Pesapane Filippo, De Marco Paolo, Rapino Anna, Lombardo Eleonora, Nicosia Luca, Tantrige Priyan, Rotili Anna, Bozzini Anna Carla, Penco Silvia, Dominelli Valeria, Trentin Chiara, Ferrari Federica, Farina Mariagiorgia, Meneghetti Lorenza, Latronico Antuono, Abbate Francesca, Origgi Daniela, Carrafiello Gianpaolo, Cassano Enrico
Breast Imaging Division, IEO European Institute of Oncology IRCCS, 20141 Milan, Italy.
Medical Physics Unit, IEO European Institute of Oncology IRCCS, 20141 Milan, Italy.
J Clin Med. 2023 Feb 9;12(4):1372. doi: 10.3390/jcm12041372.
Recent technological advances in the field of artificial intelligence hold promise in addressing medical challenges in breast cancer care, such as early diagnosis, cancer subtype determination and molecular profiling, prediction of lymph node metastases, and prognostication of treatment response and probability of recurrence. Radiomics is a quantitative approach to medical imaging, which aims to enhance the existing data available to clinicians by means of advanced mathematical analysis using artificial intelligence. Various published studies from different fields in imaging have highlighted the potential of radiomics to enhance clinical decision making. In this review, we describe the evolution of AI in breast imaging and its frontiers, focusing on handcrafted and deep learning radiomics. We present a typical workflow of a radiomics analysis and a practical "how-to" guide. Finally, we summarize the methodology and implementation of radiomics in breast cancer, based on the most recent scientific literature to help researchers and clinicians gain fundamental knowledge of this emerging technology. Alongside this, we discuss the current limitations of radiomics and challenges of integration into clinical practice with conceptual consistency, data curation, technical reproducibility, adequate accuracy, and clinical translation. The incorporation of radiomics with clinical, histopathological, and genomic information will enable physicians to move forward to a higher level of personalized management of patients with breast cancer.

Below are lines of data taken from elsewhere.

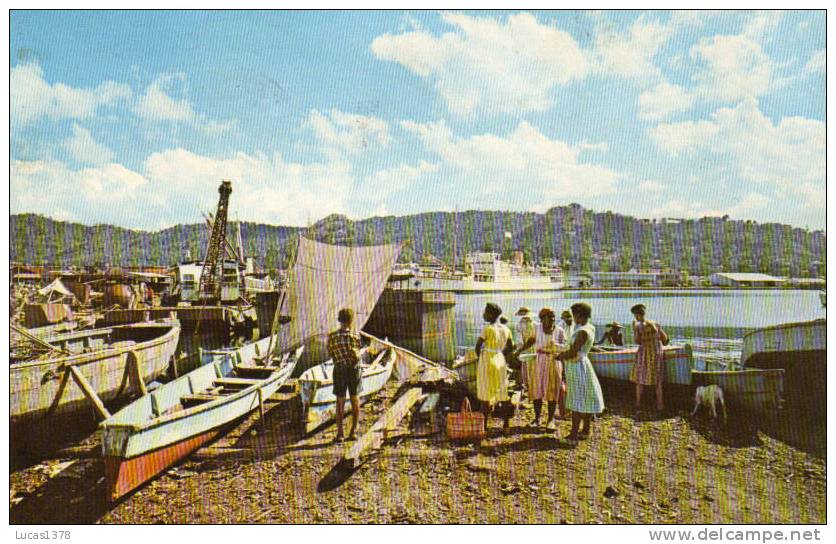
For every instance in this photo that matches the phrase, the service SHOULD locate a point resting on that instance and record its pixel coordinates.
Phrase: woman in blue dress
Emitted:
(584, 395)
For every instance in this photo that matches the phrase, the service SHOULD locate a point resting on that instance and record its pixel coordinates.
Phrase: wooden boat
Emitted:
(617, 364)
(801, 350)
(318, 400)
(161, 428)
(753, 389)
(105, 361)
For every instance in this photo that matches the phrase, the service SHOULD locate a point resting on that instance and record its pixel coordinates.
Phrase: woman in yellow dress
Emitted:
(492, 370)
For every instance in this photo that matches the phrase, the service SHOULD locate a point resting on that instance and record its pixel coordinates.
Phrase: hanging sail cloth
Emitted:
(324, 279)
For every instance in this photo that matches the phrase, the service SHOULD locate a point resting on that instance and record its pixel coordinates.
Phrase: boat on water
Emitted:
(101, 363)
(484, 272)
(163, 427)
(317, 386)
(617, 363)
(801, 350)
(753, 389)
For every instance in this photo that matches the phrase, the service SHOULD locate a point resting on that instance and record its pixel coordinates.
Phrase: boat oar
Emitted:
(36, 340)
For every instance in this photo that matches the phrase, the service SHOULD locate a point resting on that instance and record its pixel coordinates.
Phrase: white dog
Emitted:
(710, 396)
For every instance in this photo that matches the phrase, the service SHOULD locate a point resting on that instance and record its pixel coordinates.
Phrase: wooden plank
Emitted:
(387, 422)
(236, 381)
(88, 391)
(136, 373)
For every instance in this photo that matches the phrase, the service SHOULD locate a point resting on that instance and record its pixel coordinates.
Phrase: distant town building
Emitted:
(745, 279)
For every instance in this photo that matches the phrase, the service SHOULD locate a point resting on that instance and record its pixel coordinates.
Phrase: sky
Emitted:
(134, 118)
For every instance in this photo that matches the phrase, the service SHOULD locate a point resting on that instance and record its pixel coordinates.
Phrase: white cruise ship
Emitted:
(484, 272)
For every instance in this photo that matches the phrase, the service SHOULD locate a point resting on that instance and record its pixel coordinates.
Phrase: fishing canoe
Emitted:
(617, 364)
(317, 387)
(163, 427)
(753, 389)
(106, 360)
(801, 350)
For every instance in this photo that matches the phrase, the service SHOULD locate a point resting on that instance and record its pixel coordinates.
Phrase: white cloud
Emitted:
(663, 101)
(732, 68)
(384, 183)
(788, 154)
(157, 105)
(32, 98)
(524, 159)
(83, 148)
(173, 186)
(762, 24)
(685, 136)
(650, 186)
(510, 67)
(348, 132)
(817, 63)
(631, 53)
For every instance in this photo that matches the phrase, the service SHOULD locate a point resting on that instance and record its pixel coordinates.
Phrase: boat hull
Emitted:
(125, 475)
(618, 364)
(752, 389)
(801, 350)
(319, 401)
(36, 387)
(469, 285)
(154, 432)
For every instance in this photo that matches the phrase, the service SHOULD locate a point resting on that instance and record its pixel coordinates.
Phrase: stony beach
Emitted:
(635, 468)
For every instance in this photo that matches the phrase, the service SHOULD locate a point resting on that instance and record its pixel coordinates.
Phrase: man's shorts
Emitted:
(347, 378)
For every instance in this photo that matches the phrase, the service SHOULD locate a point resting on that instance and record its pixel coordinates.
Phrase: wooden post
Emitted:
(387, 422)
(261, 409)
(89, 392)
(136, 373)
(64, 379)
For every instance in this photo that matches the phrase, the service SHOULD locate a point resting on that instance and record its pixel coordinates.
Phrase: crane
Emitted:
(209, 288)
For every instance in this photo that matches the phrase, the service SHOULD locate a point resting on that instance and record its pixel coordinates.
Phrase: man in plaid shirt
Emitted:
(344, 350)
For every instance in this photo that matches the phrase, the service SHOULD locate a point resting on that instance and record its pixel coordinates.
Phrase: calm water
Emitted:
(713, 322)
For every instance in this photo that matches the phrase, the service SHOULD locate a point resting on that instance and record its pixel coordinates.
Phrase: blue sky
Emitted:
(133, 118)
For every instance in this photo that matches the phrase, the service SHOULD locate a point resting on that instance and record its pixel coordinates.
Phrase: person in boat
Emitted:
(648, 369)
(583, 396)
(526, 329)
(566, 323)
(492, 369)
(545, 376)
(344, 350)
(612, 335)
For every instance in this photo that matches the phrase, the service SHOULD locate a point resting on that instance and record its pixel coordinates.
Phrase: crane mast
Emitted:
(210, 278)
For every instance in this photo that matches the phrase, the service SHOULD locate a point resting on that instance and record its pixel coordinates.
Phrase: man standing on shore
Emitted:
(344, 350)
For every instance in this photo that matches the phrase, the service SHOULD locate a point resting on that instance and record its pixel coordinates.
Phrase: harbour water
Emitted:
(712, 321)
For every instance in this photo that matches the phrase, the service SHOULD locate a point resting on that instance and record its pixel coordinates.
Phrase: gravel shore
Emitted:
(635, 468)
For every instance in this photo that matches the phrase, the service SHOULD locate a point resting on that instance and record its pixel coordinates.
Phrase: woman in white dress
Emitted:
(584, 396)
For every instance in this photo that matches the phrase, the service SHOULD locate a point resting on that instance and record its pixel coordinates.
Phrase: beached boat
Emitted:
(104, 363)
(617, 363)
(801, 350)
(161, 428)
(756, 390)
(316, 384)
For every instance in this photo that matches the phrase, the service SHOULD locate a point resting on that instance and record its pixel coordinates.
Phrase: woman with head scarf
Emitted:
(545, 373)
(583, 396)
(649, 366)
(491, 369)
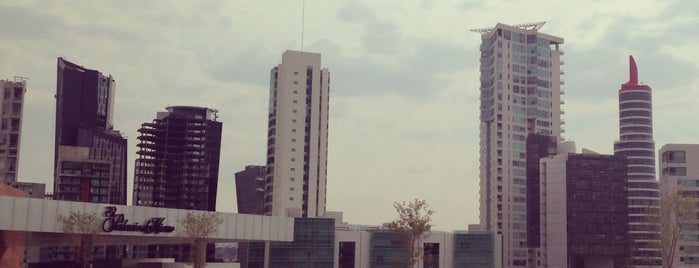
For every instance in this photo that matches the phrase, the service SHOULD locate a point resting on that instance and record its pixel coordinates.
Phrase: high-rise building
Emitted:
(297, 137)
(520, 87)
(583, 211)
(250, 189)
(11, 127)
(178, 159)
(84, 111)
(177, 167)
(679, 174)
(637, 145)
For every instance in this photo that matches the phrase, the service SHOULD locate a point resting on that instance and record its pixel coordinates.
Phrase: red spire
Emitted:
(633, 77)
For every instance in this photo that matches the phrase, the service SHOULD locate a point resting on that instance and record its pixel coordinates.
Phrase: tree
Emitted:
(85, 225)
(675, 210)
(198, 227)
(411, 226)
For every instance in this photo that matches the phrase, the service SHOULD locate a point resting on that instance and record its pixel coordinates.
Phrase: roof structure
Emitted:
(525, 26)
(633, 78)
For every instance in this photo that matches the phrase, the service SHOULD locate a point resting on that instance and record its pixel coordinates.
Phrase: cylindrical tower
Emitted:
(637, 145)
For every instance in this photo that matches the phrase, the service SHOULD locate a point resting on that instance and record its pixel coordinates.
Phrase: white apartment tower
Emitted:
(295, 184)
(637, 145)
(520, 87)
(12, 104)
(679, 173)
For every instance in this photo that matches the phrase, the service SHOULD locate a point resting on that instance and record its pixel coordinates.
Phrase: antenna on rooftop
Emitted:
(303, 20)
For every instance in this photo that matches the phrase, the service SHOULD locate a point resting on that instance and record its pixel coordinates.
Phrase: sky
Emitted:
(403, 87)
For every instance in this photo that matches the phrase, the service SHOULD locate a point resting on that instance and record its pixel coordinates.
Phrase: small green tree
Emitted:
(411, 226)
(86, 226)
(198, 227)
(675, 210)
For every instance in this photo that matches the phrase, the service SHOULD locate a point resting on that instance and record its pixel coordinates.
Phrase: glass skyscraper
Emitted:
(84, 110)
(520, 87)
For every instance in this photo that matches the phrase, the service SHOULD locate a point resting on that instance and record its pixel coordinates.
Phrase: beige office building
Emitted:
(298, 137)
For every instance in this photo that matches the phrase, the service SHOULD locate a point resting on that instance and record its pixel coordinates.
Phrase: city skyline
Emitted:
(404, 79)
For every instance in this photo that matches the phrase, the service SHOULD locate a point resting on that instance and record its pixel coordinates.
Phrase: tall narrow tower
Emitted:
(520, 87)
(637, 145)
(297, 137)
(11, 127)
(84, 132)
(178, 159)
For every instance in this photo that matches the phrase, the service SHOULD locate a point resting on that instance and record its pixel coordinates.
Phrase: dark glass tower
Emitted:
(178, 159)
(637, 145)
(84, 110)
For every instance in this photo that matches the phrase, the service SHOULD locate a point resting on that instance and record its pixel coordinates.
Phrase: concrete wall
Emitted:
(40, 216)
(12, 243)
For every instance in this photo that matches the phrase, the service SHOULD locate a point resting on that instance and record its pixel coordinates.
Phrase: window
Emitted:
(675, 157)
(675, 171)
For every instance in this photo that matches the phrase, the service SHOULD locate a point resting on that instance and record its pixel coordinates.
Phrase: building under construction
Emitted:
(178, 159)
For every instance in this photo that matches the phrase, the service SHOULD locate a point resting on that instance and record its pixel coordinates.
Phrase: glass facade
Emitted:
(387, 250)
(473, 249)
(10, 131)
(597, 218)
(178, 160)
(520, 94)
(84, 109)
(313, 247)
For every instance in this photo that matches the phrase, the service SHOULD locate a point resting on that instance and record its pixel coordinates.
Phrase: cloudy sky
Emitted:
(404, 80)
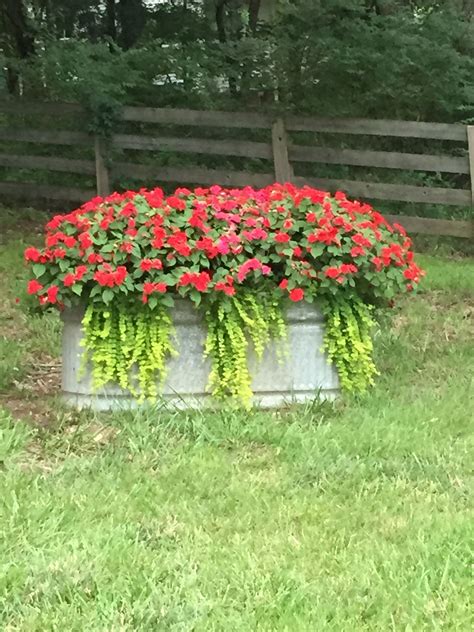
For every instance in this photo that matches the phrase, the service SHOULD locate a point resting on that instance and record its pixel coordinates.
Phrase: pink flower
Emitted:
(34, 287)
(297, 294)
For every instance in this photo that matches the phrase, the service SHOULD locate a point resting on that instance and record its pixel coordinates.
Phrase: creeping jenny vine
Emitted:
(240, 256)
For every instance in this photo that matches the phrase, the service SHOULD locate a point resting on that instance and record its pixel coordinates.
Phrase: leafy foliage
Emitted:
(117, 341)
(241, 253)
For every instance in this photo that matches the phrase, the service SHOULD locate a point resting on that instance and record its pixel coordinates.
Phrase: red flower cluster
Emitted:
(301, 242)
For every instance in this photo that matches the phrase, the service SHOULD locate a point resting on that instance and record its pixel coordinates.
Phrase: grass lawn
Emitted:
(353, 516)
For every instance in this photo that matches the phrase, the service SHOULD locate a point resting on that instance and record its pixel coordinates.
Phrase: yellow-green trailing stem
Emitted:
(348, 342)
(116, 341)
(230, 328)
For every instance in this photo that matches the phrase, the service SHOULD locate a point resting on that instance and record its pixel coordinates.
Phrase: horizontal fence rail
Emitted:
(282, 154)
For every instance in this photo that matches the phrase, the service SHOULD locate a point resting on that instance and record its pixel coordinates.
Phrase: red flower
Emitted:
(151, 264)
(52, 293)
(69, 279)
(105, 223)
(34, 287)
(223, 287)
(32, 254)
(179, 241)
(378, 263)
(202, 281)
(80, 272)
(85, 240)
(357, 251)
(70, 242)
(360, 240)
(176, 203)
(282, 238)
(95, 258)
(128, 210)
(332, 273)
(297, 294)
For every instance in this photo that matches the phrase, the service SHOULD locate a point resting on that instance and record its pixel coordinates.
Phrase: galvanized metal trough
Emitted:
(301, 375)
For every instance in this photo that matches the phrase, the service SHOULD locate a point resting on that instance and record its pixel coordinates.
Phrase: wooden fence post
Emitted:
(282, 166)
(101, 170)
(470, 145)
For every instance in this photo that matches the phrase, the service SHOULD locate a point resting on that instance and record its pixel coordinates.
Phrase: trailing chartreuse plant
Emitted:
(348, 342)
(116, 340)
(230, 327)
(239, 255)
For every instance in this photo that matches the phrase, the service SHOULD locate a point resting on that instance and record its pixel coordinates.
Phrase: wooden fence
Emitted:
(280, 151)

人工智能领域最近的技术进步有望应对乳腺癌护理中的医学挑战,如早期诊断、癌症亚型确定和分子特征分析、淋巴结转移预测以及治疗反应和复发概率的预后评估。放射组学是一种医学成像的定量方法,旨在通过使用人工智能的先进数学分析来增强临床医生可用的现有数据。来自不同成像领域的各种已发表研究突出了放射组学在改善临床决策方面的潜力。在这篇综述中,我们描述了人工智能在乳腺成像中的发展及其前沿领域,重点关注手工制作和深度学习放射组学。我们展示了放射组学分析的典型工作流程和实用的“操作方法”指南。最后,我们根据最新的科学文献总结了放射组学在乳腺癌中的方法和应用,以帮助研究人员和临床医生获得这一新兴技术的基础知识。与此同时,我们讨论了放射组学当前的局限性以及在概念一致性、数据管理、技术可重复性、足够的准确性和临床转化等方面融入临床实践的挑战。将放射组学与临床、组织病理学和基因组信息相结合,将使医生能够朝着更高水平的乳腺癌患者个性化管理迈进。